Representative · D-NY
Official title: To amend the Internal Revenue Code of 1986 to provide a credit for working families housing development, and for other purposes.
Introduced January 31, 2025 by Patrick Ryan · Last progress January 31, 2025
The bill expands and targets tax credits plus infrastructure support to produce more working‑family and rural affordable housing, but it increases federal revenue losses, adds administrative complexity, and may raise project costs that could limit benefits or shift burdens to renters and smaller communities.
Low-income renters and working families gain more long-term affordable housing because the bill expands and targets housing tax credits and set‑asides to produce new units.
Owners and developers of qualifying projects face lower financing costs and improved project feasibility through a refundable 15‑year credit and a 30% (130%) basis boost for difficult development areas, encouraging new construction including in tribal, rural, and high‑cost locations.
Local governments and rural/exurban communities get grants and low‑cost loans for water, sewer, roads and electricity (with a clean‑energy priority), lowering upfront infrastructure costs and enabling housing development outside metro cores.
Taxpayers and the federal budget face increased revenue loss from expanded and refundable tax credits plus a $100 million appropriation, which could raise deficits or require offsets elsewhere.
Developers, state agencies, and the IRS will face substantial new compliance and administrative burdens from complex eligibility, allocation, reporting, and conformity rules, raising costs and slowing implementation.
Prevailing‑wage‑type requirements and added compliance costs may raise construction costs, which risks reducing the number of financed units or shifting costs into higher rents for low‑income households.
Based on analysis of 6 sections of legislative text.
Creates a new working families housing tax credit, limits state LIHTC allocations to favor nonprofit‑partnered projects, and authorizes $100M for related rural infrastructure.

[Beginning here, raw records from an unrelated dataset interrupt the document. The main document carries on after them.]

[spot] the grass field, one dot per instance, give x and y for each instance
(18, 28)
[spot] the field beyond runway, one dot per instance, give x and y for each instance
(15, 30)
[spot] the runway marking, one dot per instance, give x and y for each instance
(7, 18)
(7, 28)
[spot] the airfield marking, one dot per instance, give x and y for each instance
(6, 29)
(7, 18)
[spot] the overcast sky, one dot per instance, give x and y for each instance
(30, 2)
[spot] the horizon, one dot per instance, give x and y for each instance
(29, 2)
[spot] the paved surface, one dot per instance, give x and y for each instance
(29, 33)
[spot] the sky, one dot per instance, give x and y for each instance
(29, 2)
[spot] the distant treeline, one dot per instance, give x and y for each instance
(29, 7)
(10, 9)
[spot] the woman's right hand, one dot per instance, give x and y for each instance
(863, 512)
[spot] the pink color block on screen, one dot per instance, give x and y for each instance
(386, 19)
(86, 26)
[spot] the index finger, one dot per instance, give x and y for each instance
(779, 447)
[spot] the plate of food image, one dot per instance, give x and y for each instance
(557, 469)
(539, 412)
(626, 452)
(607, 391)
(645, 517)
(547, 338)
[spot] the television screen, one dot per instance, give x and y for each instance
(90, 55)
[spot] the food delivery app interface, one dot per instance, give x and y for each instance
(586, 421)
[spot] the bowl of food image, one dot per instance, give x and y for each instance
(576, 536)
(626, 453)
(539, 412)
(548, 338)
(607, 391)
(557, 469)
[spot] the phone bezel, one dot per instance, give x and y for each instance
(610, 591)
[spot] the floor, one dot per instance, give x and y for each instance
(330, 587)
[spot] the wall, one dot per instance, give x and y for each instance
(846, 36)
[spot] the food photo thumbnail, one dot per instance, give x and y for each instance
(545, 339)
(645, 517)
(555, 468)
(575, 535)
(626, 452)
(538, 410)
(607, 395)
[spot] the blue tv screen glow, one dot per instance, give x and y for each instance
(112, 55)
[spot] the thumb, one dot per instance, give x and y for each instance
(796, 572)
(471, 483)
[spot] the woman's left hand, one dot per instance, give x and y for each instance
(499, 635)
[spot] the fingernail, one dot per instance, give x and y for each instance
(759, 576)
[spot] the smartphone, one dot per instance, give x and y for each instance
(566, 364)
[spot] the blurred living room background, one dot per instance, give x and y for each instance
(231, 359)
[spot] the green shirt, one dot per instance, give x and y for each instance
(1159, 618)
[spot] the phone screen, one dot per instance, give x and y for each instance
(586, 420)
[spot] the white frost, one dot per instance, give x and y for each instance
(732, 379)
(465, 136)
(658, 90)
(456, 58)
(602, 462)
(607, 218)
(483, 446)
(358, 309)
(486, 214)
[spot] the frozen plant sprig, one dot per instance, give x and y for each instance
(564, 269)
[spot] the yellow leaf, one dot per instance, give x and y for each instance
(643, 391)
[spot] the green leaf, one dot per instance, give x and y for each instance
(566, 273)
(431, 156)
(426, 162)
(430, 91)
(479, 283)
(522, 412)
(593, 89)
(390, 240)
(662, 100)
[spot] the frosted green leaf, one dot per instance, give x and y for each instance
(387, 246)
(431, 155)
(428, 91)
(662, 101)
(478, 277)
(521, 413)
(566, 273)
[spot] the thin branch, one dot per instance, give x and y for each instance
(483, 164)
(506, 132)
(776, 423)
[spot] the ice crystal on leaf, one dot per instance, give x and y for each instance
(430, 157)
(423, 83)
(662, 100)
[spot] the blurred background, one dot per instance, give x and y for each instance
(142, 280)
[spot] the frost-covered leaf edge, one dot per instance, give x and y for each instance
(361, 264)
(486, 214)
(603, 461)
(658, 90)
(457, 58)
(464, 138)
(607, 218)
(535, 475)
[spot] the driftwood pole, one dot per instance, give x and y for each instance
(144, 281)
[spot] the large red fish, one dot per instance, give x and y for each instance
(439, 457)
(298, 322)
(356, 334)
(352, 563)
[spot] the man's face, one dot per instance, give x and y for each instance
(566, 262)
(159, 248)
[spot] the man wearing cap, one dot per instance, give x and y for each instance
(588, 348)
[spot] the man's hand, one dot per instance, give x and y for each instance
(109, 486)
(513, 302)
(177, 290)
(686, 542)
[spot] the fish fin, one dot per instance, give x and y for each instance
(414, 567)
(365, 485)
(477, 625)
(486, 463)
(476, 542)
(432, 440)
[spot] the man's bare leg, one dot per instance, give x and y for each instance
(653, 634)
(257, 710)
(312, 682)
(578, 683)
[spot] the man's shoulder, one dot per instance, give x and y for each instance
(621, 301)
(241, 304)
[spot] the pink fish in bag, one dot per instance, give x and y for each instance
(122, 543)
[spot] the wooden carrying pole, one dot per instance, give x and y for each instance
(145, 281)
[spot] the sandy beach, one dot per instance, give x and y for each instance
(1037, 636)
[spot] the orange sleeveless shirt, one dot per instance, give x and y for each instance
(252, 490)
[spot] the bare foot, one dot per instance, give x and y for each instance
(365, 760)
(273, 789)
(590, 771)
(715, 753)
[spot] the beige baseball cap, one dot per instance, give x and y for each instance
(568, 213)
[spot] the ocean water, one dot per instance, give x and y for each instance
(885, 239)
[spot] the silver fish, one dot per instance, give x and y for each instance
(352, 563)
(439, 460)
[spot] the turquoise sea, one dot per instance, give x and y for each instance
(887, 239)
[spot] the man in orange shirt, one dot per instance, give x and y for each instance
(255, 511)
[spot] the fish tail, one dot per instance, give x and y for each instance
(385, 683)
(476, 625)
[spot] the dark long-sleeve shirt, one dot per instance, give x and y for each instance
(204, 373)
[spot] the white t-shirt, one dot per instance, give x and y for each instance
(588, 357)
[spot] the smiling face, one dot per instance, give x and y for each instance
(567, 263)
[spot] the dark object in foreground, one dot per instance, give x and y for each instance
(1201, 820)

Creates a new federal tax credit to encourage production of affordable housing targeted to working families (including teachers, firefighters, police officers, veterans, and similar workers), embeds that credit into the Internal Revenue Code, and changes state allocation rules so most state housing credit resources support projects with meaningful nonprofit ownership and participation. It also adds a $100 million authorization for HUD-related grants and low‑interest loans for infrastructure tied to these projects, and requires HUD consultation on regulatory guidance. The tax and program changes apply to buildings placed in service after December 31, 2025.